Our lives converged, intertwined, then separated and grew apart. I cherish the years of being close to the intricate Andy Ryder.
Clay Perdue
May 31, 2025
As a high school classmate of Andy for 3 years, I sat eating lunch most every day with him and our other friends. Even in our motley group, Andy stood out because he was an independent, unconventional thinker. His versatile mind was wide-ranging in its interest in science, mechanics, psychology and the arts. A conversation with him was hardly boring, especially since he had a dry sense of humor and loved to laugh. And he had a winning smile, didn't he?

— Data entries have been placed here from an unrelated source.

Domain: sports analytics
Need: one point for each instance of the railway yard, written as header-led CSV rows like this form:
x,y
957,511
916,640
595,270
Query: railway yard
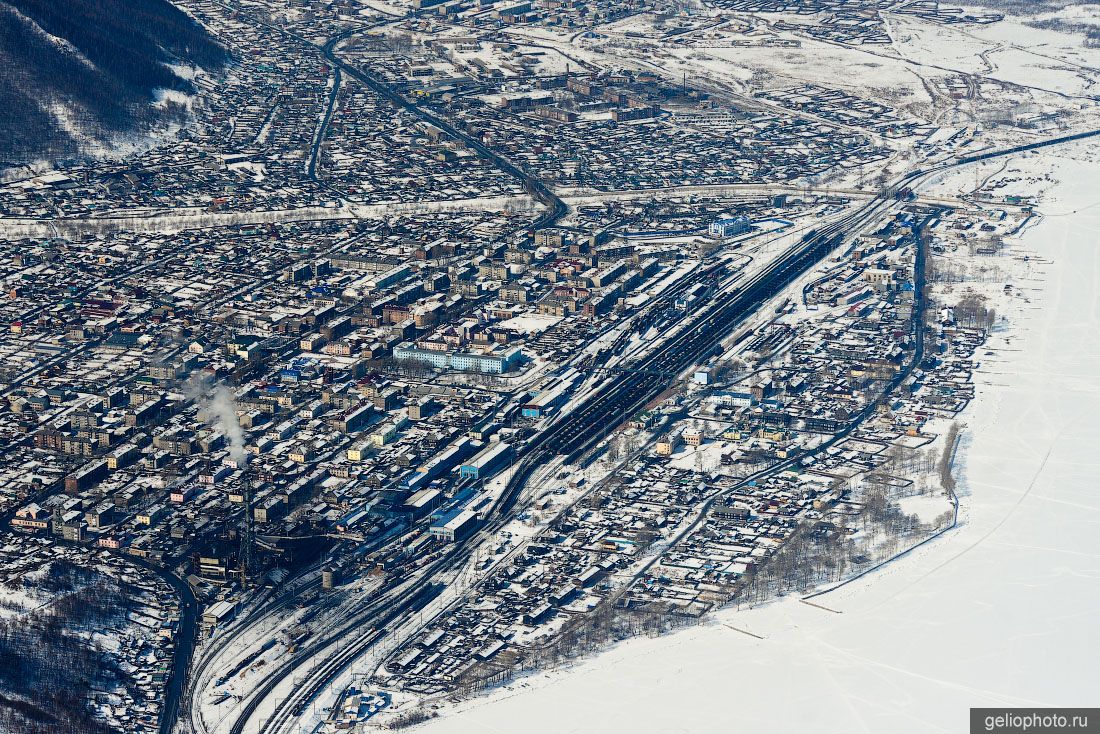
x,y
457,340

With high school graduation our lives changed and we saw each other less frequently. One time we bumped into each other when we both happened to be with our girlfriends. To my shock the two women already knew each other and were friends. Laughs, stories and smiles ensued-- a wonderful memory.

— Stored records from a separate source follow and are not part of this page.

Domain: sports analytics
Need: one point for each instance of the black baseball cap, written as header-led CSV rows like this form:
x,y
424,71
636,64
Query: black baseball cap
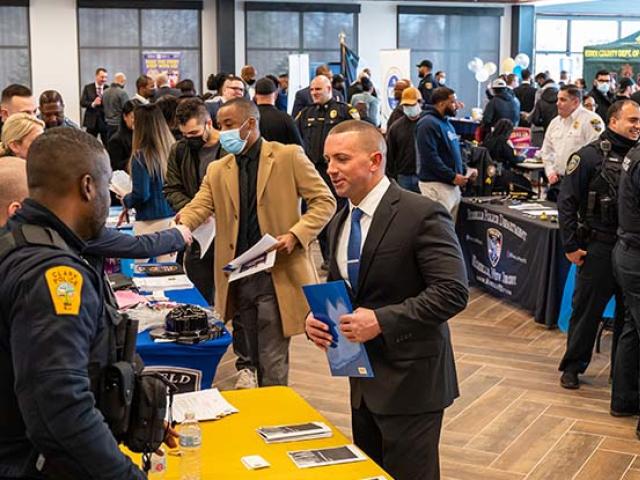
x,y
265,86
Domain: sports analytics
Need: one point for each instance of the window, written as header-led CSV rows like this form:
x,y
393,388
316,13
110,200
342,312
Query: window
x,y
115,38
272,34
561,40
15,62
450,41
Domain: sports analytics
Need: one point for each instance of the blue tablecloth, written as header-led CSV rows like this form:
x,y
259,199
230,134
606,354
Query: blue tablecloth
x,y
567,297
190,367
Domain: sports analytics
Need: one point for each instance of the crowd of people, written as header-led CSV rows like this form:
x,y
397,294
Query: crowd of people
x,y
381,201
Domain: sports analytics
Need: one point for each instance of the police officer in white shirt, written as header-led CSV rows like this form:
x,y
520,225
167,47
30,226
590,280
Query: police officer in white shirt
x,y
572,129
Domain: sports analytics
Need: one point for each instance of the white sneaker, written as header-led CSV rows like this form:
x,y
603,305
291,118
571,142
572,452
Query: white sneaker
x,y
247,378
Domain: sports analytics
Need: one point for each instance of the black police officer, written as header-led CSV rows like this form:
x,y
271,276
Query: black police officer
x,y
55,327
314,123
427,84
587,210
626,264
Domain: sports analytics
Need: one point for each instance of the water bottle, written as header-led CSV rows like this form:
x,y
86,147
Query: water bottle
x,y
190,442
158,466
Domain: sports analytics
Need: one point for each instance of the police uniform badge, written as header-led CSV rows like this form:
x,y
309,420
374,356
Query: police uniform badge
x,y
596,123
65,288
574,161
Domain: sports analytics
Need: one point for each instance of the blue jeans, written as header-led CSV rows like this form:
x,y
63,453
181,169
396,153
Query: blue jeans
x,y
409,182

The last time I saw Andy was shortly before I moved to the East Coast. Most of the old lunch mates got together one evening to reminisce and get caught up. Andy was just as I remembered him: big friendly smile, fun, interesting, modest. Another great memory, but, oh, how I wish there had been more...
Ray Ashley
May 31, 2025
We always beguile ourselves that time will be kind enough to let us get back in touch with old friends and relive memories, but then it never is. I would have liked to tell Andy how much I enjoyed our friendship and his endless enthusiastic curiosity about everything, and what fun we had on adventures we shared so long ago. Fair winds!
Kim Brogan
May 30, 2025
I remember a young man of 18ish who took time out of his day to show me how to give my Maverick, 3 on the column, a tune-up. You showed great patience with my obvious lack of understanding of how a six cylinder engine works. I also remember a midnight trek to the park by my house with several friends where you put me on your shoulder and ran the bases on the baseball field while I screamed and laughed. Thank you for the working pen knife that you carved for me, I still have it. It amazes everyone that sees it. You were one of a kind and I am grateful that you were in my life at a time when I needed friends that made me laugh.
sharon cummins
May 30, 2025
Andy,
I´m sorry you didn´t have more time, but am so thankful for the life and adventures that we shared. Endless hours drinking coffee at Daisy´s, Denny´s, or Jimmy´s and arguing about whether a person could walk through a wall, given that it is theoretically possible for all the space between the person and the wall to line up perfectly and slide by each other (the answer is no, of course!). You "McGyvering," all the time like when you fixed my car with only a pen knife and a racquetball. Living in the truck, donating plasma, playing Scrabble, using our precious dollars to buy armloads of books from St. Vincent de Paul. Road trips, train trips, camping, reading aloud Sherlock Holmes, the Theory and Practice of Gamesmanship, Growing up Catholic (you just don´t understand!). You opened my eyes to new ways of thinking and being.
The biggest adventure of all was having Colin and Carlisle. I am endlessly grateful to you for them. They really are the best of us. We will all hold your memory dear.